Added visualization for beat finder

2023-04-29 23:48:26 +02:00 · 2023-04-29 23:48:26 +02:00 · 77dfe01f0c
parent abab50528b
commit 77dfe01f0c
1 changed files with 147 additions and 31 deletions
--- a/scripts/riffusion.py
+++ b/scripts/riffusion.py
@ -5,7 +5,7 @@ import io
 import typing as T
 import os
 import numpy as np
-from PIL import Image
+from PIL import Image, ImageDraw
 from scipy.io import wavfile
 import torch
 import torchaudio
@ -344,16 +344,11 @@ def convert_audio(
    crop_width: int,
    rhythm:int,
    band_start: float,
-    band_end: float,
+    band_length: float,
    threshold_offset: float,
    ignore_range: float) -> None:

-    images = []
-
-    globs = map(lambda x: x.strip(), file_regex.split(","))
-
-    for g in globs:
-        images.extend(glob.glob(os.path.join(image_dir, g)))
+    images = get_image(file_regex, image_dir)
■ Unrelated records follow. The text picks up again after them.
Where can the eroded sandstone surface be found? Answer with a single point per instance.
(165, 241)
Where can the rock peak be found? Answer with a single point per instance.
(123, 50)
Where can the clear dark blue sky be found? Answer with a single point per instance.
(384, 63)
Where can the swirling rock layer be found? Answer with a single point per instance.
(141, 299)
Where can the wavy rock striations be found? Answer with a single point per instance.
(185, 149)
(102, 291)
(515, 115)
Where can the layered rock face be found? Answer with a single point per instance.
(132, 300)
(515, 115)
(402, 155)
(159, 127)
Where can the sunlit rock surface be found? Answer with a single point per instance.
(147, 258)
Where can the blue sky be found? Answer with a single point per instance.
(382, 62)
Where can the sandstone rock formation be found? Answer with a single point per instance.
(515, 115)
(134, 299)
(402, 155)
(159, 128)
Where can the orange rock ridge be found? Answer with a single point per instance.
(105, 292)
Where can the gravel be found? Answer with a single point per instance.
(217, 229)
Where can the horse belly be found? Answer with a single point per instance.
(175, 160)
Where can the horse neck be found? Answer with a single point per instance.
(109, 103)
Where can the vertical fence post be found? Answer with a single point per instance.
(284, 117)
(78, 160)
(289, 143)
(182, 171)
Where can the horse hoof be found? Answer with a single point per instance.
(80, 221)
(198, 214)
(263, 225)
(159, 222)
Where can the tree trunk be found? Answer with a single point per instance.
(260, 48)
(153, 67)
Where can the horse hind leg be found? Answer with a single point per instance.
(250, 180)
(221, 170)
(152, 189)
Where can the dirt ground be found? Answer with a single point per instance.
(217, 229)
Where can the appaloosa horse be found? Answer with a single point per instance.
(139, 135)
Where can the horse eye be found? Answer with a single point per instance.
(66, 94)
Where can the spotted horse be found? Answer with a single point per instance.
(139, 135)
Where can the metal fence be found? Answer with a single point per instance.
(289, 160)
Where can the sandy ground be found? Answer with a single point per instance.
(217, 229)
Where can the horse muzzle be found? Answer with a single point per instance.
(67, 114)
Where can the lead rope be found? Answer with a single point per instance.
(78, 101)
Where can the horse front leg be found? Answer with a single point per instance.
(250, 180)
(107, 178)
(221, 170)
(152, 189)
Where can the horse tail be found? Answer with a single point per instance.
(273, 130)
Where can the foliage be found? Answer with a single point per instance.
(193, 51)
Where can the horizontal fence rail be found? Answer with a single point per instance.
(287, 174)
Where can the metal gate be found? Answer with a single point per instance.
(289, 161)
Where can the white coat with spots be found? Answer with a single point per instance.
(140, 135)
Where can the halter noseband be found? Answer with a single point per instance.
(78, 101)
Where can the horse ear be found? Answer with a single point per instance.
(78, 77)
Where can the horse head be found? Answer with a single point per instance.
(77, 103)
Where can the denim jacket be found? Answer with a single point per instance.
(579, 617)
    print(f"Found {len(images)} images in {image_dir}, pattern {file_regex}")
    output_files = []
@ -363,13 +358,12 @@ def convert_audio(
        if crop_method == "Fixed":
            width = crop_width
        elif crop_method.startswith("Beat Finder") and (not crop_method.endswith("(Once)") or i == 0):
-            width = find_cutoff(image_file, rhythm, band_start, band_end, threshold_offset, ignore_range)
+            width = find_cutoff(image_file, rhythm, band_start, band_length, threshold_offset, ignore_range)["cutoff"]
            print("Cutoff found at:", width)
        
        output_files.append(convert_audio_image(image, image_file, image_dir, width))

    if join_images and len(output_files) > 1:
-        output_files.sort()
        data = []
        outfile = os.path.join(
            image_dir,
@ -387,26 +381,100 @@ def convert_audio(

    print(f"Converted {len(images)} images to audio")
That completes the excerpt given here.